Title: Moslims & christenen
Subtitle: Een gemeenschappelijk woord?
Author(s): VALKENBERG, Pim
Journal: Tijdschrift voor Theologie
Volume: 50    Issue: 3   Date: 2010   
Pages: 273-285
DOI: 10.2143/TVT.50.3.3203441

Abstract :
This essay discusses the origin and the reception of the document A Common Word Between Us and You, published by 138 Muslim theologians and religious leaders in October 2007, as an important milestone in contemporary Muslim-Christian relations. From the Muslim point of view, the document, published by the Jordanian Royal Aal al-bayt Academy, is part of a series of publications that gives voice to a largely representative selection of moderate Muslims.
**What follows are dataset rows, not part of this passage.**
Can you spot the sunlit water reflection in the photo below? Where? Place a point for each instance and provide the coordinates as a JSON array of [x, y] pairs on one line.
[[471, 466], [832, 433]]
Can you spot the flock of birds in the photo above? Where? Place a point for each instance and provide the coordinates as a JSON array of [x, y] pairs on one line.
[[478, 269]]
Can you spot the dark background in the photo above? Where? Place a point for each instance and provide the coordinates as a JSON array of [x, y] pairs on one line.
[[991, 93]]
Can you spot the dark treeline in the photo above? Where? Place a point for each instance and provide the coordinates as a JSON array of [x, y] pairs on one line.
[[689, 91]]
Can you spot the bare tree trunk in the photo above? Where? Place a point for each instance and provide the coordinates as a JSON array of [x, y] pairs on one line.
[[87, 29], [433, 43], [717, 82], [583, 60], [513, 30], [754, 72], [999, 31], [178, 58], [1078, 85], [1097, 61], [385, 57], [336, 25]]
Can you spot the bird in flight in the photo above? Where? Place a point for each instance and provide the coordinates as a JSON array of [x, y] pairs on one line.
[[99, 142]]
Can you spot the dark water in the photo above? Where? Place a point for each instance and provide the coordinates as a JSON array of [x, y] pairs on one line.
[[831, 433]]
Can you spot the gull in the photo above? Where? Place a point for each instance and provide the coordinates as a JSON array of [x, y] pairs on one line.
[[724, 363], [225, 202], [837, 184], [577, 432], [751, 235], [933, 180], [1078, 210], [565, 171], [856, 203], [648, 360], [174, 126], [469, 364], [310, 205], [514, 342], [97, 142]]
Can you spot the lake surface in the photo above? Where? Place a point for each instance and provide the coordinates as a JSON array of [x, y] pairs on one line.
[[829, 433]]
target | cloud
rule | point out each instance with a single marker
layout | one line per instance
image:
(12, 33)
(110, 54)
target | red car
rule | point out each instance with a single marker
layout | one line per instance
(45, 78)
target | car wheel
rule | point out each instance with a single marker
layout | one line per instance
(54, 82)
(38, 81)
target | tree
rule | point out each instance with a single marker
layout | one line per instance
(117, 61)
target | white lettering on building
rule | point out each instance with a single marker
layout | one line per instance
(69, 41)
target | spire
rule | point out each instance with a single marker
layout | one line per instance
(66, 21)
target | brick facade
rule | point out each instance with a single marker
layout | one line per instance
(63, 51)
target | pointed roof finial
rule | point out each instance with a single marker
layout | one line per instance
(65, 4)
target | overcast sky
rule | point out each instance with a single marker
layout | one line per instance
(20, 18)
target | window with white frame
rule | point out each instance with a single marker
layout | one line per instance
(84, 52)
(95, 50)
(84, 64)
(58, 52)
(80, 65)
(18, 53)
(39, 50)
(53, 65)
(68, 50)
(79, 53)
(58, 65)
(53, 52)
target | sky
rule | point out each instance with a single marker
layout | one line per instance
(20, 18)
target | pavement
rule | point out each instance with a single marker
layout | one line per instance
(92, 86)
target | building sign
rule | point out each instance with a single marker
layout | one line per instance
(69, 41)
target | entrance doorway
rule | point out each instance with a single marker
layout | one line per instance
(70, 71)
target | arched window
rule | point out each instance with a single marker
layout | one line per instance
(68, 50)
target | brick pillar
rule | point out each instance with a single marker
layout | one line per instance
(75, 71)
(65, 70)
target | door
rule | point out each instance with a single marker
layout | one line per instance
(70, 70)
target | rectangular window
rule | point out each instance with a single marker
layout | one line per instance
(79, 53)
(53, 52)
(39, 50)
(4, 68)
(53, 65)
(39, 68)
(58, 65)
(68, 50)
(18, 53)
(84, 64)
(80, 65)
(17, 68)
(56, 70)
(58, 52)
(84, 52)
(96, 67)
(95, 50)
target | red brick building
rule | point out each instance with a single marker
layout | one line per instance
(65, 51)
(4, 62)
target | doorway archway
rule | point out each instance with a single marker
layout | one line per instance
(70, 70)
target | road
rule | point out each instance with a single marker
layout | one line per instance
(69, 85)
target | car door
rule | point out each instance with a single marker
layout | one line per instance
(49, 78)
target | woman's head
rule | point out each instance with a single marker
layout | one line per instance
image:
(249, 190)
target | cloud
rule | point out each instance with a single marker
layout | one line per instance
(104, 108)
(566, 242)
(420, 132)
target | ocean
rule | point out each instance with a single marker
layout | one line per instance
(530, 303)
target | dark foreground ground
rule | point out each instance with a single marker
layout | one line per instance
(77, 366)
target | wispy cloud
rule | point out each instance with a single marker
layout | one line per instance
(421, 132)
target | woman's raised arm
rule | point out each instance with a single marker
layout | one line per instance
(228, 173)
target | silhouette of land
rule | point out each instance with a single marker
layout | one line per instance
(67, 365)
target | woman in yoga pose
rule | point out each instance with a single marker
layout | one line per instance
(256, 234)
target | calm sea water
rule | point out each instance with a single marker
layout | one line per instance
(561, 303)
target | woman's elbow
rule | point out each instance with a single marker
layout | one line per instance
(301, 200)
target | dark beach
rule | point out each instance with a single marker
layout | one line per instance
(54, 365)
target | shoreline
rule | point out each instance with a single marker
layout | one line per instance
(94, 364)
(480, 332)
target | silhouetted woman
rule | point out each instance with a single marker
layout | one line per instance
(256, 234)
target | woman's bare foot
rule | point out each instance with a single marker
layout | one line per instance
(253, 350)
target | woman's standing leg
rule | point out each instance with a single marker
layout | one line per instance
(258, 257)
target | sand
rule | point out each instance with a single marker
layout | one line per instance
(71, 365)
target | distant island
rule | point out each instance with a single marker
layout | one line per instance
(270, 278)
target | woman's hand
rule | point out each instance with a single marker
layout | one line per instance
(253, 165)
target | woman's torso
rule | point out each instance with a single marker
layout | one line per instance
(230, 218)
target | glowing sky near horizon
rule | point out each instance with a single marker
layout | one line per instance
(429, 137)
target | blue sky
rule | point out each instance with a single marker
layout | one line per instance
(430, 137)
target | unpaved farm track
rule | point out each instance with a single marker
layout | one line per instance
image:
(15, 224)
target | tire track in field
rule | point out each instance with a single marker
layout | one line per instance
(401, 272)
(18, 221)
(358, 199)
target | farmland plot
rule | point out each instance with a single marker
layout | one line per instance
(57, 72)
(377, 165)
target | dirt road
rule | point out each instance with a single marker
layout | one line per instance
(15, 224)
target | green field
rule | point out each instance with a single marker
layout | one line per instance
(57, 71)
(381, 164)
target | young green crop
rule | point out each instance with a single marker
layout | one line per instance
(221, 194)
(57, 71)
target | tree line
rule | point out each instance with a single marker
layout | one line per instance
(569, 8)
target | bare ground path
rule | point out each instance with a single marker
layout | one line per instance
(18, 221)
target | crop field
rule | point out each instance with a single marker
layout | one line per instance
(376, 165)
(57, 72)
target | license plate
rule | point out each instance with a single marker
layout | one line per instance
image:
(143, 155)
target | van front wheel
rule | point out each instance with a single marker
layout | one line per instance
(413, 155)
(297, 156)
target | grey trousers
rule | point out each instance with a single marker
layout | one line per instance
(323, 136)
From a Catholic point of view, it is a very interesting interpretation of Christianity on a par with the Jewish Dabru Emet document, published in 2000. For this reason, the essay discusses the agenda of the present Pope in his statements on Islam, exemplified by his Regensburg address (September 2006). While most Christian reactions to the Common Word document, such as the Yale Response, were very positive – the Vatican remained silent for a long time and proposed to concentrate not on ‘love of God’ and ‘love of neighbor’ as common ground for dialogue, but on human dignity and respect for life as conditions for dialogue. Even though it is very clear that the ‘double commandment’ to love God and the neighbor as oneself has a very central place in the (Jewish and) Christian tradition, many Catholics and Evangelicals are wary of declaring this as common ground between Christianity and Islam. A recent letter to the synod of the Protestant Church in the Netherlands (PKN) shows a similar cautiousness about theological dialogue with Islam. Valid as these theological considerations may be, they may be the wrong message in a context of rising Islamophobia in Europe. This essay suggests that the very idea of a common ground between the two religions may be misleading, and that it is not the best translation of the text from the Quran that is at the basis of A Common Word. Quran 3,64 is better translated as ‘come to an equitable word between you and us’. In Muslim-Christian dialogue we should try to find insights from our own tradition that are equivalents or words of justice to what the other tradition offers us instead of looking for a common ground. In this way, we may learn from differences and ‘words of equity’ that do justice to the singularity of the different Abrahamic traditions.